La imagen del intelectual soriano instalado en una cueva junto al Duero, rodeado de fichas sobre Picasso y de reproducciones de Paul Klee que se recrea en 'El Santero de San Saturio' define mejor que cualquier currículum quién era Juan Antonio Gaya Nuño. Su magistral obra está plagada de referencias culturales nacionales e internacionales que repasamos en este reportaje.
Juan Antonio Gaya Nuño llegó (literariamente hablando) a la ermita de San Saturio en octubre de 1951 con una maleta llena de libros. En ella ‘convivían’ Santa Teresa y Sartre, Baroja y Dostoievski, Proust y Baltasar Gracián, la Biblia y Valle-Inclán.

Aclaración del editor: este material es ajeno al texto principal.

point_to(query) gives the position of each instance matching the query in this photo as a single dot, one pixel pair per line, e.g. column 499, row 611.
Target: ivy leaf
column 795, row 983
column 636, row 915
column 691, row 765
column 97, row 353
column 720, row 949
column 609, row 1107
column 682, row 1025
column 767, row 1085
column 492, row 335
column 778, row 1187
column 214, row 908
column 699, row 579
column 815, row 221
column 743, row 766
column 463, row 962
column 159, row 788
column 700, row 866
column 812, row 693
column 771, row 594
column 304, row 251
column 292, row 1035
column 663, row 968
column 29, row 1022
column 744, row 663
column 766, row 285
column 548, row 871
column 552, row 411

Fue una biblioteca portátil que cruzaba siglos, lenguas y tradiciones sin que a su dueño, el santero de la novela, le pareciera necesaria ninguna justificación. Para él, todos "venían en calidad de amigos". Y alguno de los escritores o poetas hasta lo fue para el autor que, al menos, tuvo la oportunidad de conocer.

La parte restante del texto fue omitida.